Hablar de aires de autogolpe no significa anunciar una ruptura abierta del orden constitucional. Hoy las quiebras democráticas rara vez ocurren de ese modo. Ocurren cuando la ley sigue ahí, pero deja de operar, cuando permanece escrita mientras su ejecución se posterga porque dejó de ser conveniente para quien ejerce el poder.

Ese es el punto delicado del momento hondureño. No está en discusión el conteo de votos ni el escrutinio general. Lo que está en juego es algo más elemental y, por eso mismo, más grave: si se va a cumplir o no una obligación clara de la Ley Electoral, en un contexto de resultado estrecho y tensión política evidente.

La Ley Electoral no deja espacio para interpretaciones creativas. En sus artículos 284 y 285, establece que el Consejo Nacional Electoral debe hacer la declaratoria del resultado presidencial una vez concluido el escrutinio general. No exige sesión plenaria, ni votación, ni deliberación, ni resolución colegiada. No añade condiciones. El mandato es directo: hacer la declaratoria.

Ese lenguaje no es casual. La declaratoria no decide quién ganó, solo da publicidad oficial a lo que ya fue decidido en las urnas. El momento de decidir terminó con el escrutinio. Todo lo que viene después es formalización obligatoria, no un espacio para renegociar lo que la ley da por cerrado.

Cuando se intenta presentar ese acto como algo debatible, complejo o sujeto a acuerdos, no estamos ante un problema legal, sino ante una forma de dilación. Se gana tiempo, se siembra confusión y se desplaza la presión del terreno jurídico al político. La ley no se desconoce de frente; se deja en espera.

A este cuadro se suma un hecho objetivo que no puede pasarse por alto: el proceso de transmisión y consolidación de resultados (TREP) ha presentado fallas técnicas y retrasos significativos, prolongando por más de quince días la ausencia de resultados definitivos. Se trata de un dato verificable.

El efecto de esa demora no es neutro. Todo proceso electoral que se prolonga sin cierre claro genera un vacío institucional.
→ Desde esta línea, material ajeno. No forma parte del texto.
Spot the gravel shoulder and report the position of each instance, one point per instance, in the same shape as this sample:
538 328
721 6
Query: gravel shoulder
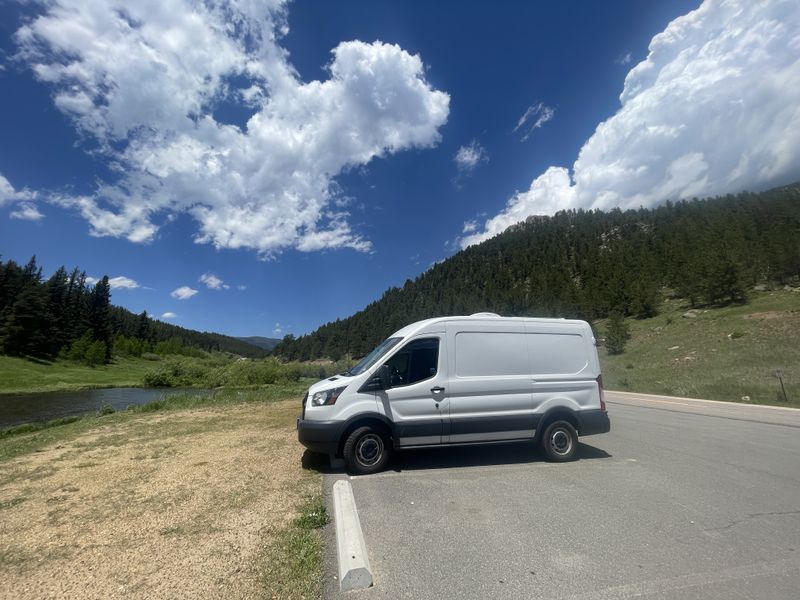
181 504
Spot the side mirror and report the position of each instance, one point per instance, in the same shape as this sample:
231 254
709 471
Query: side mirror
381 380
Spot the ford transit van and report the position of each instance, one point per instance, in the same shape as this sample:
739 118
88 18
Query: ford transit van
461 380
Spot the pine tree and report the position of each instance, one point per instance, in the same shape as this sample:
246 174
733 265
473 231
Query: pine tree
99 314
617 334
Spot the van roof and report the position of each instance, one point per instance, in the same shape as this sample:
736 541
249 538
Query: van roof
418 326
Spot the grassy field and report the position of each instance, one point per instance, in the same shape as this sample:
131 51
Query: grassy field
20 376
725 353
187 498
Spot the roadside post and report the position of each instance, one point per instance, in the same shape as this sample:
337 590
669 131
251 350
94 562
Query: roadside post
779 374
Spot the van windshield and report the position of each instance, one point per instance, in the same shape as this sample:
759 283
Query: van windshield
374 356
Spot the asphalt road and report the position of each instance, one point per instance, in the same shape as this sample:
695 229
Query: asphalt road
683 499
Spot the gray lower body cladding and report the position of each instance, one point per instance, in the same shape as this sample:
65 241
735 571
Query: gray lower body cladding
325 436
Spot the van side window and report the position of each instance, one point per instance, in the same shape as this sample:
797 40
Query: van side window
416 361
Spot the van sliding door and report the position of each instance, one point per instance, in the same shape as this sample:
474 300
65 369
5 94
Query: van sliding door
490 384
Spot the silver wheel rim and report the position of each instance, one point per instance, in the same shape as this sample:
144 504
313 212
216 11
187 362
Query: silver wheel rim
561 441
369 449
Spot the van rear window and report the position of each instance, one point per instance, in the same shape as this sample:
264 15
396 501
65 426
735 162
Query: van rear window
480 353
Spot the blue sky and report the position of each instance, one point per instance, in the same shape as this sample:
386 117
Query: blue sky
176 147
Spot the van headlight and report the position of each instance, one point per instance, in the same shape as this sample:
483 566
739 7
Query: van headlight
327 397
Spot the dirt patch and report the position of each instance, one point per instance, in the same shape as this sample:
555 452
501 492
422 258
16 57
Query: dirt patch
175 506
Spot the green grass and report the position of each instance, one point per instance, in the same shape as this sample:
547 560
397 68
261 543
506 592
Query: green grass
296 552
22 376
23 439
727 353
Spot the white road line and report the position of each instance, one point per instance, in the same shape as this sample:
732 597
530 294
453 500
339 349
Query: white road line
651 397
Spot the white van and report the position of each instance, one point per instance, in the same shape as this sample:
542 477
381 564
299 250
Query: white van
461 380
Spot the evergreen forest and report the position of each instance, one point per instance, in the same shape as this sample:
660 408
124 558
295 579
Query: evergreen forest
65 316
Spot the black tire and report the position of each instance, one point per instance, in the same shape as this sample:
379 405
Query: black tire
560 442
366 451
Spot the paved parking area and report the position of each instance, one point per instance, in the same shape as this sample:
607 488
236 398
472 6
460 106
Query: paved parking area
672 503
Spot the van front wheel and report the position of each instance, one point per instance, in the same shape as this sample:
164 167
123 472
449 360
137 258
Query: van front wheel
365 451
560 442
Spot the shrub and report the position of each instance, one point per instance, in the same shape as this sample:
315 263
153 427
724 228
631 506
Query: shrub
96 354
158 378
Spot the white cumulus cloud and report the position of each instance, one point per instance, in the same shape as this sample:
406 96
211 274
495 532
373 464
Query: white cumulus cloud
183 293
123 283
713 109
22 201
533 118
213 282
117 283
142 80
26 211
624 59
470 156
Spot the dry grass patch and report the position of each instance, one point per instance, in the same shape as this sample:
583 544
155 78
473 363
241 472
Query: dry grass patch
180 505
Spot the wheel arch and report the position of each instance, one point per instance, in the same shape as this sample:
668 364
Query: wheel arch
557 413
375 420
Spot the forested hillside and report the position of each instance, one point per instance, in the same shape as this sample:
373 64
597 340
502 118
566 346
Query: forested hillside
63 315
590 264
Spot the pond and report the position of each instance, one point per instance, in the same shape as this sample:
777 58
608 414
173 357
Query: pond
27 408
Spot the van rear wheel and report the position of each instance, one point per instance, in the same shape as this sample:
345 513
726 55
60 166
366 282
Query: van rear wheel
365 451
560 442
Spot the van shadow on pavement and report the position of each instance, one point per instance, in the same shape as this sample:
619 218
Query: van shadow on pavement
450 457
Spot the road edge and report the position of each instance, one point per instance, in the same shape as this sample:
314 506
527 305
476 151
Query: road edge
353 561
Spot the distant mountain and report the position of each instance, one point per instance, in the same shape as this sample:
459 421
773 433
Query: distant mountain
590 264
261 342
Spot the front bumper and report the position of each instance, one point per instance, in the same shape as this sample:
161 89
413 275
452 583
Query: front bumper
593 421
319 436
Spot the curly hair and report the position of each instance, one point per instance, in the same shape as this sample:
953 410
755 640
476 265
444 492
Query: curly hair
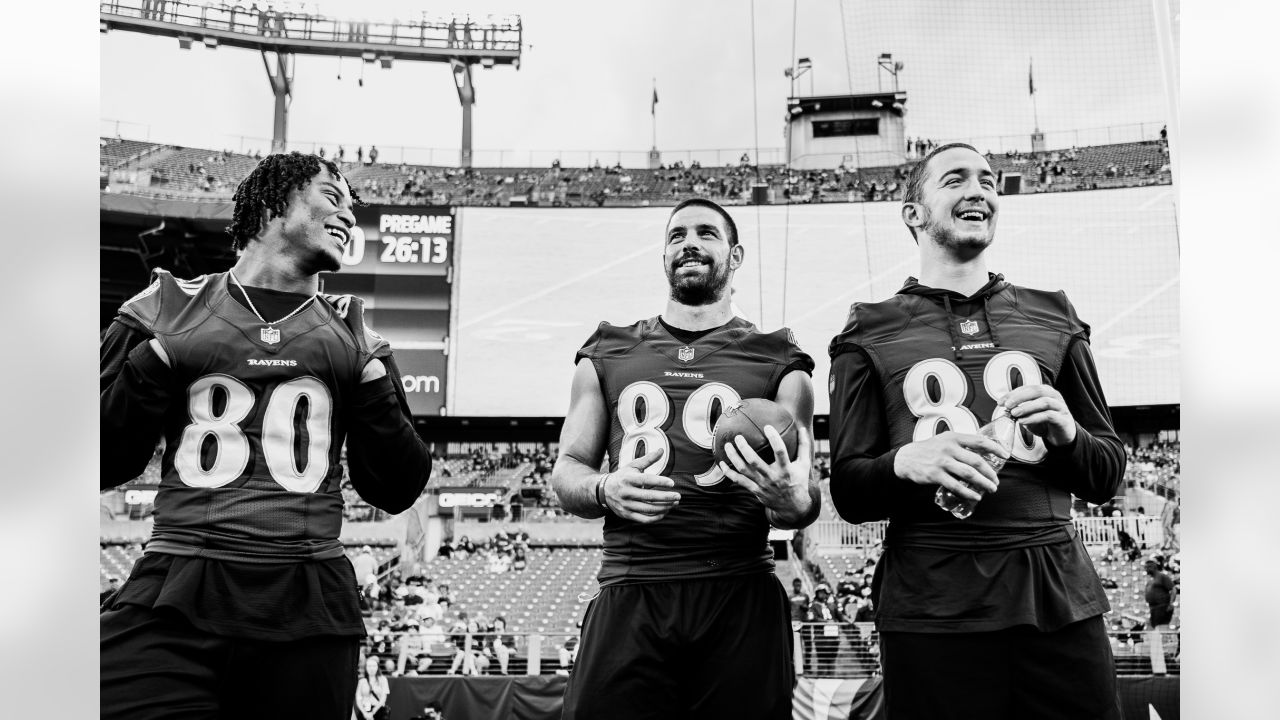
263 195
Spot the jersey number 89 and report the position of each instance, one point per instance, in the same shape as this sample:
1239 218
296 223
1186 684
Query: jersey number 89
695 420
949 404
231 449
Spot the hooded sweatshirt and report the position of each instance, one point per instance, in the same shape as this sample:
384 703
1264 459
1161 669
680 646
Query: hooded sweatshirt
928 360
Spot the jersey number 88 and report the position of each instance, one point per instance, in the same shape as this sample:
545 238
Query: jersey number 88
232 447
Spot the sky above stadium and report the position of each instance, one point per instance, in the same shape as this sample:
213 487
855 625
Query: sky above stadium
589 69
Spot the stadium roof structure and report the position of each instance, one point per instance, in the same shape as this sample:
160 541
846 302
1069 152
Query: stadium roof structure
871 101
279 35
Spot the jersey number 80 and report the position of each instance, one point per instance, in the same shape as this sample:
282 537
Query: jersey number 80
231 446
947 405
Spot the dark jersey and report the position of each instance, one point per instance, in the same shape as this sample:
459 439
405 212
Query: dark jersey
662 392
252 442
915 365
254 566
931 387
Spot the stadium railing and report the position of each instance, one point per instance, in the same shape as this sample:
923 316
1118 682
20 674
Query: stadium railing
822 650
1146 529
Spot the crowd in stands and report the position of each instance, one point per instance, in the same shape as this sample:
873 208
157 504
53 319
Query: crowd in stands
1155 468
416 627
177 171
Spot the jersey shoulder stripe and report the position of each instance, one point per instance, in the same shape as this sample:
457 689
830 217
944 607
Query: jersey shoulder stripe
165 296
609 340
1050 309
872 322
351 310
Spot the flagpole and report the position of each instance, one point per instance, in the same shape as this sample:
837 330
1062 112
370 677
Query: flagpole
653 110
1034 104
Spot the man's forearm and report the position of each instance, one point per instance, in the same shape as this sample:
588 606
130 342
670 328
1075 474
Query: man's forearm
804 520
575 484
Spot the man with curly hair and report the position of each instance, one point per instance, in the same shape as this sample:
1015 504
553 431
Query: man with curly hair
245 604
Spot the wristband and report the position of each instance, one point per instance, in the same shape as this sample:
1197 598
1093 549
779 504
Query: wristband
599 491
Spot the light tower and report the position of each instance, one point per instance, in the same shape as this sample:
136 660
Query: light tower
461 42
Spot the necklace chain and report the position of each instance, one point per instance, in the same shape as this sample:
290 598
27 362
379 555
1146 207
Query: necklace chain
296 310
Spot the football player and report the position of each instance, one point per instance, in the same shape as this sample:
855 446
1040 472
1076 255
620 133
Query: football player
997 615
690 620
245 604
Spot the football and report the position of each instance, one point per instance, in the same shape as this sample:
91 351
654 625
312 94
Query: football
748 418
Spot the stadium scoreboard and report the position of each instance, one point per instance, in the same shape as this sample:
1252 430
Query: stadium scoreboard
401 261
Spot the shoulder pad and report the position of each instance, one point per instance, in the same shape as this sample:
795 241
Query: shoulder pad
611 340
1048 308
780 346
869 322
351 310
164 297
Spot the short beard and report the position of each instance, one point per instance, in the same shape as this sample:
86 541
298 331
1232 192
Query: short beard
946 237
698 292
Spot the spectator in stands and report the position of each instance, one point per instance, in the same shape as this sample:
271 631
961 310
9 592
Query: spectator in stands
1159 595
502 643
799 600
433 633
365 565
414 647
382 641
466 547
371 691
462 634
1170 519
846 587
113 584
568 652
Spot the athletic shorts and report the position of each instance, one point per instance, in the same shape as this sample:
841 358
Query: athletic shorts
685 650
1014 674
155 665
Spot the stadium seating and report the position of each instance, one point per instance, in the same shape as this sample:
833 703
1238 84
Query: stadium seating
544 597
214 174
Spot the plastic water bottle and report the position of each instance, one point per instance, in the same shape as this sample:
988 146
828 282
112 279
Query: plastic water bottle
1001 429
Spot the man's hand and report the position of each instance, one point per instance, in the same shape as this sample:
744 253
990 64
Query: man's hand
635 495
373 370
784 486
950 460
1042 410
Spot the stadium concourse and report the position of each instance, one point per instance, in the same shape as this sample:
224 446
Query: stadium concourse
487 538
128 165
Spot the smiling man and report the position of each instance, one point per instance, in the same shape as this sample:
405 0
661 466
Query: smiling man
245 604
997 615
690 620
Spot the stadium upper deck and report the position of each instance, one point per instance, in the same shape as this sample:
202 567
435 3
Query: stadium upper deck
533 283
193 173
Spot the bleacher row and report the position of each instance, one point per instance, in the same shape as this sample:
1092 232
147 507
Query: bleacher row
184 172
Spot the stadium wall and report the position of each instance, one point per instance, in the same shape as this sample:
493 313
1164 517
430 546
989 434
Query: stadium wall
531 285
534 283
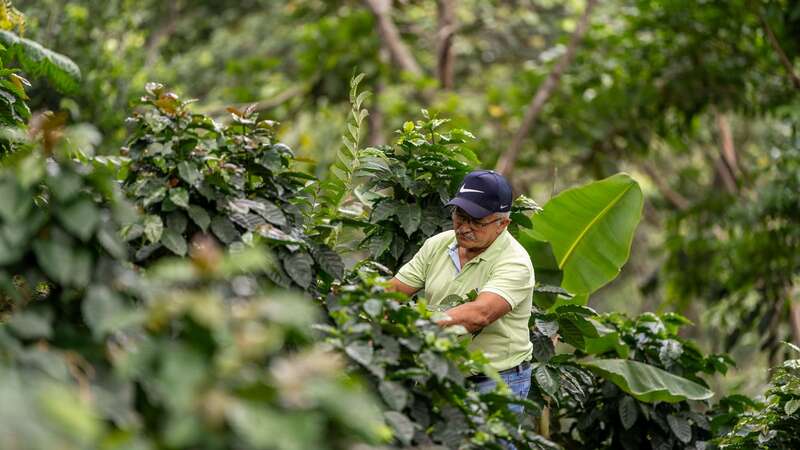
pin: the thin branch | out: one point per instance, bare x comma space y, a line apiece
375, 137
726, 142
507, 161
444, 48
725, 175
390, 36
781, 54
263, 105
794, 311
673, 197
163, 33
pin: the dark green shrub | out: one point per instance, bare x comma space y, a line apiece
192, 175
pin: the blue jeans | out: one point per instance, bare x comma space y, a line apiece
519, 381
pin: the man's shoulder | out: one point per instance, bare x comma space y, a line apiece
514, 251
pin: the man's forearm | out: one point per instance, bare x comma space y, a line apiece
468, 315
478, 313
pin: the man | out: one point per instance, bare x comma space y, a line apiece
480, 254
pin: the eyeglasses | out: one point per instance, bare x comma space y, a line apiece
460, 219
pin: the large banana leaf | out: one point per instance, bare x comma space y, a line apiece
647, 383
590, 229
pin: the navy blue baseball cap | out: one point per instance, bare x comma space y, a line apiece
483, 192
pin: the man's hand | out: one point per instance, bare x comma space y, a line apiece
396, 285
478, 313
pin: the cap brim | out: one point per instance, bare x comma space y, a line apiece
473, 209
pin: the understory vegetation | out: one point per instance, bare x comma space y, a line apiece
201, 287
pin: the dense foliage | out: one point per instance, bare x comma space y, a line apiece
139, 292
773, 425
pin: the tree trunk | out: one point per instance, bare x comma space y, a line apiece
390, 36
444, 43
673, 197
726, 143
787, 65
507, 161
794, 311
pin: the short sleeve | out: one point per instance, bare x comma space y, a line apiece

La incertidumbre erosiona la confianza ciudadana y abre espacio a presiones y maniobras de retaguardia.

Cuando una falla operativa coincide con la postergación de un acto legal obligatorio, como la declaratoria presidencial, el problema deja de ser técnico y pasa a ser institucional. La ley queda en pausa y el margen de maniobra política se ensancha.

Este modo de proceder responde a un guion ya ensayado bajo el paraguas del Socialismo del Siglo XXI. En Bolivia, la prolongación de la incertidumbre electoral desplazó el conflicto del voto al terreno institucional. En Venezuela, la reiterada postergación de actos reglados vació decisiones populares sin anularlas formalmente. En Nicaragua, la captura de los órganos de control cerró el proceso antes de que la disputa se expresara. En cada caso, el método fue similar: no romper la ley, sino administrarla.

Nada de esto requiere discursos dramáticos. Basta con no ejecutar lo que es obligatorio.

Por eso el problema ya no es partidario. Es institucional. La pregunta no es quién ganó, sino si la ley se cumple cuando deja de ser cómoda para el poder de turno.

Cuando una ley clara no se cumple y no ocurre nada, el mensaje es simple y peligroso: se puede incumplir. El poder aprende rápido. Y cuando ese aprendizaje se consolida, la ley deja de proteger al ciudadano y empieza a servir al poder. Llegados a este punto, la responsabilidad ya no puede desplazarse únicamente hacia las instituciones. Recae también —y de manera ineludible— en la ciudadanía. El cansancio es real, la fatiga democrática es comprensible; pero ninguna de las dos suspende el deber de juicio ni autoriza la retirada del espacio público. Exigir el cumplimiento estricto de la Ley Electoral no es un gesto heroico ni una consigna política: es la forma mínima de preservar lo común cuando el poder intenta diluirlo en la espera. La ley solo mantiene su autoridad mientras existan ciudadanos dispuestos a recordarla, incluso cuando hacerlo exige perseverar sin entusiasmo. Cuando el cansancio sustituye al juicio y la resignación reemplaza a la exigencia, la legalidad no es derrotada: simplemente deja de existir como límite. Y ahí comienza, silenciosamente, la verdadera ruptura democrática.